A trend is emerging whereby Courts are beginning to permit court documents to be validly served upon parties by posting them on their Facebook and other social networking sites.
A judgement of a Supreme Court in the ACT had previously permitted a firm of Solicitors to use a Defendants’ Facebook site to serve a Court judgement upon them. This shouldn’t come as a surprise given that both email and mobile phone messages have previously been used as a medium for the service of court documents.
The Supreme Court acceded to the request to use the site to serve notice of a default judgement on two lenders who had defaulted on their loan taken out with MKM Capital to refinance their property.
MKM applied to the court for a judgement for both the unpaid amount of the loan owing and for possession of the defendants’ property after the couple failed to appear in court to defend the action.
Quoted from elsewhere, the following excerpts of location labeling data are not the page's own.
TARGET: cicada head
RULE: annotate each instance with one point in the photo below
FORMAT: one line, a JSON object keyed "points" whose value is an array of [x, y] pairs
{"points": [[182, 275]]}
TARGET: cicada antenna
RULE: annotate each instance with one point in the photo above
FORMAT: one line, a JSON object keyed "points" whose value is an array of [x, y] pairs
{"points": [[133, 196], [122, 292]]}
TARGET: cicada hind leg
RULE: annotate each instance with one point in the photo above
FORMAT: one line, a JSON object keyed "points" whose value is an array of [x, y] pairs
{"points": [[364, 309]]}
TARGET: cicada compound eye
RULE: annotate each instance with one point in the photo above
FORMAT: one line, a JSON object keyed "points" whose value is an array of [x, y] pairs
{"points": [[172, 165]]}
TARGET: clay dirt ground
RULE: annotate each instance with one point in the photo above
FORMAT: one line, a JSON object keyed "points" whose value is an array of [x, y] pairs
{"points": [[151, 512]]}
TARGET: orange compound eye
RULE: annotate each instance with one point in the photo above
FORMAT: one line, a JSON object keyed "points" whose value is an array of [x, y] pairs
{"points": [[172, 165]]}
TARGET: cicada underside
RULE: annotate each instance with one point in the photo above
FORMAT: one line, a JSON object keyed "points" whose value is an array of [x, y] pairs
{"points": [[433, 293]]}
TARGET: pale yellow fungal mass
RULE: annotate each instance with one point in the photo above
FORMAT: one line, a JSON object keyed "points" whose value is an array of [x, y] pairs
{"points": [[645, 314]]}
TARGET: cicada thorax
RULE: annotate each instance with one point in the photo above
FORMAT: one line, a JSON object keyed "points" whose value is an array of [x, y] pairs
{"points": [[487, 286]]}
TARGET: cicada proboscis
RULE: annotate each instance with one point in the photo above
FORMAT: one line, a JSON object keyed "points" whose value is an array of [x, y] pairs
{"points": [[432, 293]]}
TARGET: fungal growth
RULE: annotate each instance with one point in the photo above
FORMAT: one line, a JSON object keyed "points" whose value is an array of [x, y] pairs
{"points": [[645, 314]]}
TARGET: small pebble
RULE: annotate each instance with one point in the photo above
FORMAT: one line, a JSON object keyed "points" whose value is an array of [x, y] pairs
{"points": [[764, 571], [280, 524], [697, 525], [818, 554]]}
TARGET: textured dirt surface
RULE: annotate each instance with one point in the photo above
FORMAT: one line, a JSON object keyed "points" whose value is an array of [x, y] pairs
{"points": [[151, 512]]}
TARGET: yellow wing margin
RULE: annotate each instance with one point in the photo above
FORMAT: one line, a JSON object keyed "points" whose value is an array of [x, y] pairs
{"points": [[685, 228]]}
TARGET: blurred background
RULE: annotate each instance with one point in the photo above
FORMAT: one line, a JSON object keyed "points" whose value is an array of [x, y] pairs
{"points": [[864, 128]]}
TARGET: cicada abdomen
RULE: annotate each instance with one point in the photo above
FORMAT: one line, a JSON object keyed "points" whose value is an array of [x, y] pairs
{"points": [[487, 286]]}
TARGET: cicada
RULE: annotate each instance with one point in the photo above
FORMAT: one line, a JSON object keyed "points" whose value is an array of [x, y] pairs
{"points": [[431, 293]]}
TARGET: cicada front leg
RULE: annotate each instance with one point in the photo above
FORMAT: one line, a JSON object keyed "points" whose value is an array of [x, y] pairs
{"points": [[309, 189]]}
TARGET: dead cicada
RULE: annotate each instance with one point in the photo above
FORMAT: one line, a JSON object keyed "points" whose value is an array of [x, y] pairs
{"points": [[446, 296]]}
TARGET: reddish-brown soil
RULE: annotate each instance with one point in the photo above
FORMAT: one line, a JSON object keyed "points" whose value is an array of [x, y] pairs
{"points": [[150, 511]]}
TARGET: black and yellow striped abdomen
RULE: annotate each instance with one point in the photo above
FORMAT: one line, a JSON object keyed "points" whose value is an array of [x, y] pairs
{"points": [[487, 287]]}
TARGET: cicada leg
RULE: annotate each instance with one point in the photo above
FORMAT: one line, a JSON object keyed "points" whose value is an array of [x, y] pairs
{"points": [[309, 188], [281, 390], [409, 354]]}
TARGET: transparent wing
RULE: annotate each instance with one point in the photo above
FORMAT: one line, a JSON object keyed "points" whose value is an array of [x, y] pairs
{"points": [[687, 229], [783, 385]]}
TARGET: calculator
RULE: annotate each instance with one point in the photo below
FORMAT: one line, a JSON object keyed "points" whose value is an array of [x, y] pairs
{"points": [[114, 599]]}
The defendants’ non-appearance resulted in a default judgement being granted, with MKM being left to locate the defendants and serve them with a copy of the judgement. Engaging private investigators failed to locate the defendants. It was at this point that the Solicitors for MKM scrutinised their Facebook profiles which revealed their dates of birth, email addresses and friends’ lists.
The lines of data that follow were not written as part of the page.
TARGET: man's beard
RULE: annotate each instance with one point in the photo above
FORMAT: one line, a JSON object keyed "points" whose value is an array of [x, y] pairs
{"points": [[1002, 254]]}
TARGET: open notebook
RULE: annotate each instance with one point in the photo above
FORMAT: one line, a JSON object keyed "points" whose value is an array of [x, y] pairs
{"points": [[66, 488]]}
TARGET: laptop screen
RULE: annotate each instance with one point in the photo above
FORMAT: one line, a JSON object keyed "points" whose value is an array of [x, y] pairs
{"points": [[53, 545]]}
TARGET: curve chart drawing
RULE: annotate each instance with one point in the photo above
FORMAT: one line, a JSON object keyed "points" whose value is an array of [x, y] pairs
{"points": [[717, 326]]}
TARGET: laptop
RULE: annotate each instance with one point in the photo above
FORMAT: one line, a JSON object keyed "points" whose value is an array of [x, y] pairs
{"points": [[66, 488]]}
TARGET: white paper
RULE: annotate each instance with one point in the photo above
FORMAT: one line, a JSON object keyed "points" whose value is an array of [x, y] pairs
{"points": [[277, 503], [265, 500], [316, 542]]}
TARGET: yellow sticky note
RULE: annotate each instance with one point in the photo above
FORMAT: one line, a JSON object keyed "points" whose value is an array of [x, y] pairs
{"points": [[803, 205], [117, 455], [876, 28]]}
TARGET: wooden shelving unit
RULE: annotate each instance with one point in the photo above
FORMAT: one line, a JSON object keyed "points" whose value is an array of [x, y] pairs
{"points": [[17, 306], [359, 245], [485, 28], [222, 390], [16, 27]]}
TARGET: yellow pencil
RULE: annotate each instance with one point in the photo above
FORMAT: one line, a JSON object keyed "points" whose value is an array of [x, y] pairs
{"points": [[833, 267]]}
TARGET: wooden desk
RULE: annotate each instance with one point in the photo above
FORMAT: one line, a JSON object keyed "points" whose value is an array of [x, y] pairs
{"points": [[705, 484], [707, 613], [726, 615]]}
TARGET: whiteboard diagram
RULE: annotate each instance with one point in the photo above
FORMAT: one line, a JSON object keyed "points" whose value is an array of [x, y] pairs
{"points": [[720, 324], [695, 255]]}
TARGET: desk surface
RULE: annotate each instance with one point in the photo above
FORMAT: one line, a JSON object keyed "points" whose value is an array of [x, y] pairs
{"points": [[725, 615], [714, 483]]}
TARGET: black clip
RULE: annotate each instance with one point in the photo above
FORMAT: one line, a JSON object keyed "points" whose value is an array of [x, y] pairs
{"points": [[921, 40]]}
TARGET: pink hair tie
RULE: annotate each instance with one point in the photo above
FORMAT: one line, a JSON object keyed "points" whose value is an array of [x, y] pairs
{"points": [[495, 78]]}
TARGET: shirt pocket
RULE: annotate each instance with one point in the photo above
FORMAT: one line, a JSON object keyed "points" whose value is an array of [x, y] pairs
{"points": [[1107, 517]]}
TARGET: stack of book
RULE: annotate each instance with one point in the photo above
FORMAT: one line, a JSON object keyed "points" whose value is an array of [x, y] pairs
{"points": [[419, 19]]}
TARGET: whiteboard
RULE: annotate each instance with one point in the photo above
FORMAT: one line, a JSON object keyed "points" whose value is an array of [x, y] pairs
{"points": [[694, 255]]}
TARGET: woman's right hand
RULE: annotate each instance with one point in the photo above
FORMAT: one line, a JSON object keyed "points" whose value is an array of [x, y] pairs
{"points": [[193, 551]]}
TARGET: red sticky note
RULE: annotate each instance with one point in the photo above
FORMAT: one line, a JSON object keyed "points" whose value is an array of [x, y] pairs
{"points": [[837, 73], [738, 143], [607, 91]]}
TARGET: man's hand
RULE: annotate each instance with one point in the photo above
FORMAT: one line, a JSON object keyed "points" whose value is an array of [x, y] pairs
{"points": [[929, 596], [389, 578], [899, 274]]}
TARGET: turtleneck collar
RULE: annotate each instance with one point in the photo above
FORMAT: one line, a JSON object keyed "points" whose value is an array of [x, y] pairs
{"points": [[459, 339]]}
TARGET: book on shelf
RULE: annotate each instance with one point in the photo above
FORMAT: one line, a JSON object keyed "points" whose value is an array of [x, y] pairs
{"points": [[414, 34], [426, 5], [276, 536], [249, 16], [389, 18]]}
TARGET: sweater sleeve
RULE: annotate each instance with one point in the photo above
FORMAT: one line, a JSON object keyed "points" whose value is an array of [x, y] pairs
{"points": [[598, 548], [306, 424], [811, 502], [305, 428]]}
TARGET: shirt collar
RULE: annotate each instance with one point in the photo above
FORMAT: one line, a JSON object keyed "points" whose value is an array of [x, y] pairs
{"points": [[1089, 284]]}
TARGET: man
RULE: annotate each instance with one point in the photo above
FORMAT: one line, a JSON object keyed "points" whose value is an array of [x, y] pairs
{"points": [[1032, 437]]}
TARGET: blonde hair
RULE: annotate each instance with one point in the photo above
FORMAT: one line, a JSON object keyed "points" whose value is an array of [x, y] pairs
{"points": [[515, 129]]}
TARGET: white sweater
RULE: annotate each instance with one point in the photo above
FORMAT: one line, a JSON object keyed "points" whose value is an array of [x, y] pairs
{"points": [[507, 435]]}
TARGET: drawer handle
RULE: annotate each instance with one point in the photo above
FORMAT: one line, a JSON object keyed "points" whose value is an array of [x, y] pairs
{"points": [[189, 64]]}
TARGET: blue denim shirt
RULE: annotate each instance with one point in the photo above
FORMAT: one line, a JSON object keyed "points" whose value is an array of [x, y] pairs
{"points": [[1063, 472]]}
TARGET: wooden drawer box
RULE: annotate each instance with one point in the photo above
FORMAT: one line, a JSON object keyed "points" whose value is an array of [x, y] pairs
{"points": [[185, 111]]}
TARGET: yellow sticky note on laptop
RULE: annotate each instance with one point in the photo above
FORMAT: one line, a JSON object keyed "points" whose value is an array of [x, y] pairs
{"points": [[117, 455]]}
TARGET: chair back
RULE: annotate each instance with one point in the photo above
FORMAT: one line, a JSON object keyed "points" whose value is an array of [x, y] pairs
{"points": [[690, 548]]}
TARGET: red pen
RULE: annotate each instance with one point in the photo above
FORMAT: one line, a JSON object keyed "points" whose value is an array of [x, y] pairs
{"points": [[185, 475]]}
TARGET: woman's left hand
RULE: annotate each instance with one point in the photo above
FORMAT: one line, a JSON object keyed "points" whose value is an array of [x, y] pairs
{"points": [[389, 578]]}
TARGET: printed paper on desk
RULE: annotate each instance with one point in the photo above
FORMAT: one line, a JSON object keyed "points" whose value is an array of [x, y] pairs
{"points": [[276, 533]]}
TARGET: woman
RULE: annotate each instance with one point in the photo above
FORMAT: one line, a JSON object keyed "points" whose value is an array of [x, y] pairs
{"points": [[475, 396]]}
The information appearing on the defendants’ Facebook websites was found by the Court to be sufficient to satisfy the Master of the Supreme Court that the internet site was a sufficient method of communicating with the defendants.
The decision raises the question of how much evidence must be presented to a Court in order for them to be satisfied that the information on a social networking site is authentic, and hasn’t been fabricated or falsified by a third party. In this particular case it was established that the debtors in question had in fact posted correct details on their profiles.
In a more recent decision of Byrne v Howard, a Federal Magistrate has permitted a child support application to be served upon an individual on his facebook application, after which he shut down his Facebook and MySpace accounts. The application was for parentage testing, a declaration of paternity and an application for assessment of child support. The Applicant sought an order for substituted service. Most Court rules provide for orders for substituted service where reasonable steps have been taken to locate and serve a document.
If for any reason, it is impracticable to serve a document as required by the court rules by way of personal service, the court may make an order dispensing with service or substituting another way of service of the document concerned.